Genau. Das geht auch bei Französisch. Da lässt du deine langen Haare drüber fallen.

Machen die Kunden da keinen Ärger?

Nicht bei mir. Du musst gut überzeugen können. Du musst die totquatschen. Wenn du so aussiehst wie ich, sind die Kerle nur fixiert auf deine Brüste. Gäste, die zur Domina gehen, sind sehr unterwürfig. Ich fasse meine Gäste nicht mal an, und sie dürfen mich auch nicht anfassen. Nur wenn ich sage: "Küss meine Schuhe", dürfen sie mit dem Mund meine Schuhe berühren. Manche stehen auf Verbalerotik, andere wollen sich schlagen lassen. Sie holen sich selber einen runter oder sie kommen in ihrem Gummianzug.
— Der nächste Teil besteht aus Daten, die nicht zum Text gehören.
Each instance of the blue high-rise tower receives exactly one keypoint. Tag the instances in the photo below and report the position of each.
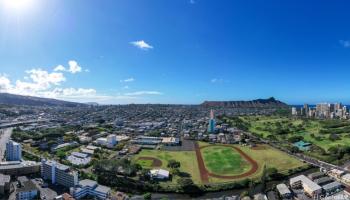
(211, 125)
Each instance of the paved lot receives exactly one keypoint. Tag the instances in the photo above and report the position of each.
(187, 145)
(45, 193)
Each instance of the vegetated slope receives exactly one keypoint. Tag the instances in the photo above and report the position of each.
(258, 103)
(13, 99)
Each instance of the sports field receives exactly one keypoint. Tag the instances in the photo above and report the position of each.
(272, 158)
(220, 163)
(224, 160)
(186, 158)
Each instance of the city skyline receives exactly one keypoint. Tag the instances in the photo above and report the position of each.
(181, 52)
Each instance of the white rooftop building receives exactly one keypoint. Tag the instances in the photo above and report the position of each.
(91, 188)
(77, 158)
(310, 187)
(13, 151)
(159, 174)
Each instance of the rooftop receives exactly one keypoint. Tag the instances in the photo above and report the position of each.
(312, 185)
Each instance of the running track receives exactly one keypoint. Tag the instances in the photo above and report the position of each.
(205, 173)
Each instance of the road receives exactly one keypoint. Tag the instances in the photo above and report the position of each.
(13, 124)
(5, 135)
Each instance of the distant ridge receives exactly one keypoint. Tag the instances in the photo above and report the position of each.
(258, 103)
(13, 99)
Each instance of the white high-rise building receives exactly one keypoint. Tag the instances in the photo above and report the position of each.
(59, 173)
(13, 151)
(111, 140)
(294, 111)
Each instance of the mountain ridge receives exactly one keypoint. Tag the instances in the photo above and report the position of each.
(14, 99)
(257, 103)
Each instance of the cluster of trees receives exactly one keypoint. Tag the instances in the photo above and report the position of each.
(117, 166)
(239, 123)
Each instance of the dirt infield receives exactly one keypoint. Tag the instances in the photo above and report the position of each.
(202, 170)
(259, 147)
(205, 173)
(156, 162)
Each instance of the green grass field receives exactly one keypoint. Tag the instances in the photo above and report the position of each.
(272, 157)
(145, 163)
(224, 160)
(187, 159)
(311, 132)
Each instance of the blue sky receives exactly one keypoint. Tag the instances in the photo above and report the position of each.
(176, 51)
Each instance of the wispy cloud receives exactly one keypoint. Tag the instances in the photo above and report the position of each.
(127, 80)
(48, 83)
(141, 44)
(140, 93)
(345, 43)
(73, 68)
(218, 80)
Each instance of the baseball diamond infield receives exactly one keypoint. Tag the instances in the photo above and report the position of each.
(205, 173)
(155, 162)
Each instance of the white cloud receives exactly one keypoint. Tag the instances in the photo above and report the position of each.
(140, 93)
(59, 68)
(219, 80)
(74, 67)
(5, 83)
(345, 43)
(47, 84)
(142, 45)
(127, 80)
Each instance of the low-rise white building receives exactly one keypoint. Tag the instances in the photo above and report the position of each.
(160, 174)
(310, 187)
(91, 188)
(77, 158)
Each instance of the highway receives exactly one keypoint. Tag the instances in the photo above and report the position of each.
(12, 124)
(5, 135)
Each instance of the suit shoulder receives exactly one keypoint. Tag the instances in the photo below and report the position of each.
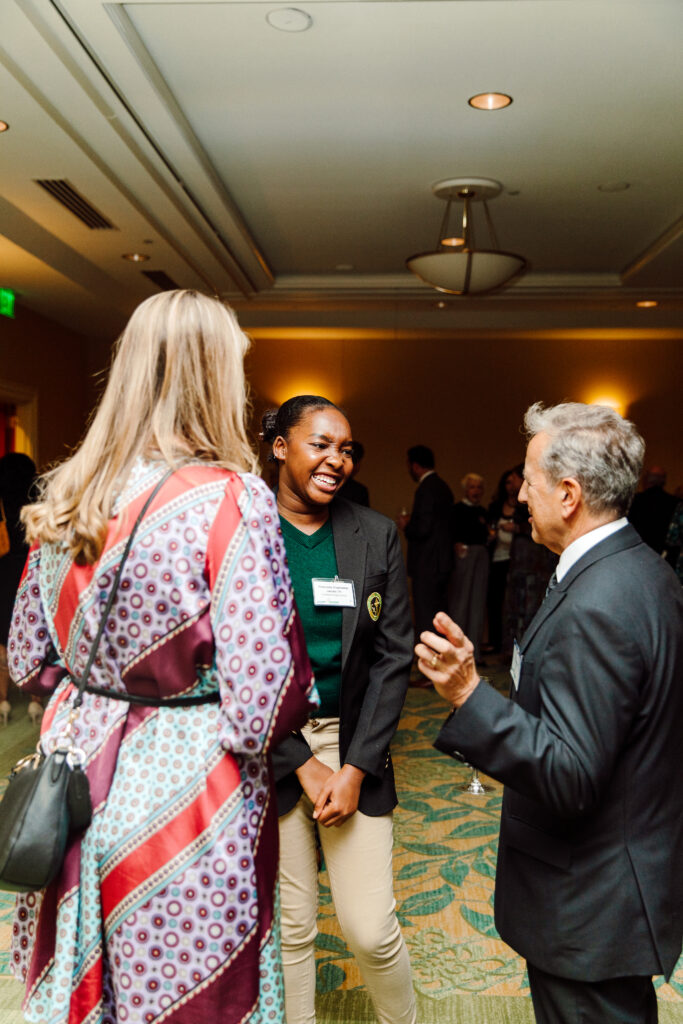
(371, 520)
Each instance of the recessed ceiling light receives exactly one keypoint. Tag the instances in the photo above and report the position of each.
(614, 186)
(289, 19)
(489, 100)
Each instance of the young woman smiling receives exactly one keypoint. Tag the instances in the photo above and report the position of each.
(334, 777)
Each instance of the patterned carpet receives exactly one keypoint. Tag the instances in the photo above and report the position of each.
(444, 862)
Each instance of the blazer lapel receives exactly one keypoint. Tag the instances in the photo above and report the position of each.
(548, 605)
(351, 552)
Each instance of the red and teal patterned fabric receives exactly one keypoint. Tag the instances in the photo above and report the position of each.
(167, 906)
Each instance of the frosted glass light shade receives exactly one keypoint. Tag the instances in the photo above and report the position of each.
(466, 271)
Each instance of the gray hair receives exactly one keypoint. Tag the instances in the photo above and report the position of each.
(593, 444)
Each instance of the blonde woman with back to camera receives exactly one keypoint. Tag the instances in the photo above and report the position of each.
(165, 907)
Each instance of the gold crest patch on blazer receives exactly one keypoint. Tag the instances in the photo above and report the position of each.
(375, 605)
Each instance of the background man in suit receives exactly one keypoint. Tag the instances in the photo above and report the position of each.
(589, 885)
(429, 535)
(652, 509)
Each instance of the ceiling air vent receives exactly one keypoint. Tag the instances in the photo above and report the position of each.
(77, 204)
(161, 280)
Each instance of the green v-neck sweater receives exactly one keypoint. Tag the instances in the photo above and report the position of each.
(312, 556)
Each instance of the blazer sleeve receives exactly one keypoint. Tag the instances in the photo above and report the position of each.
(389, 673)
(590, 681)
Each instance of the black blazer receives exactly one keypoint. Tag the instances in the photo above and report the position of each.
(429, 531)
(376, 659)
(589, 883)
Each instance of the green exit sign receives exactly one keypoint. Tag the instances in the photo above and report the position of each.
(6, 302)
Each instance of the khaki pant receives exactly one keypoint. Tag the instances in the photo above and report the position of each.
(357, 856)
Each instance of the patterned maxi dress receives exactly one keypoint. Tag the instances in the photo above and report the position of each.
(166, 908)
Wo bedienen Sie Ihre Freier?

Ich habe bei einer Bekannten ein Studio mitbenutzt. Die hat leider aufgehört. Danach bin ich in eine Pension gegangen.

Haben Sie viele Stammfreier?

Das versuche ich zu verhindern. Stammfreier werden wie Ehemänner. Ich gebe keinem meine Nummer. Ich würde keinem sagen, wo ich wohne. Dann stehen die nämlich vor meiner Tür.

Wie wohnen Sie ?

Ich habe eine kleine Wohnung in Tempelhof an der Grenze zu Kreuzberg. Zwei Zimmer. Das reicht für mich und meine Familie.

Ihre Familie?

Drei Hunde, zwei Katzen und zwei Papageien.

Haben Sie keinen Partner?

Im Moment leider nicht. Ich suche. Ich war mal verheiratet. Meinen Mann habe ich in St. Pauli kennen gelernt. Der war Bordellbesitzer. In den elf Jahren, die ich mit ihm verheiratet war, habe ich nicht als Hure gearbeitet. Danach war ich lange mit einem Bauarbeiter liiert. Der hatte nichts mit dem Milieu zu tun. Das war hier in Berlin. Seit fünf Jahren bin ich solo.

Wo liegt das Problem?

Es ist schwer, den Richtigen zu finden. Wenn du zugibst, dass du Hure warst, schreckt das viele Männer ab. Sie denken, du hattest mit Tausenden Sex. Sie vergessen, dass eine Domina keinen Sex hat.

Haben Sie viele Verehrer?

Im Moment nicht mehr so viele, weil ich nicht mehr drauf eingehe. Ich bin nicht materiell eingestellt. Wenn ein Mann sagt, ich fahre Porsche, beeindruckt mich das überhaupt nicht. Ich würde eher einen Hartz-IV-Empfänger nehmen, wenn er mich und meine Hunde und meine Vergangenheit akzeptiert.

Das Kumpelnest 3000 gilt als Anbaggerschuppen. Machen Ihnen die Gäste Avancen?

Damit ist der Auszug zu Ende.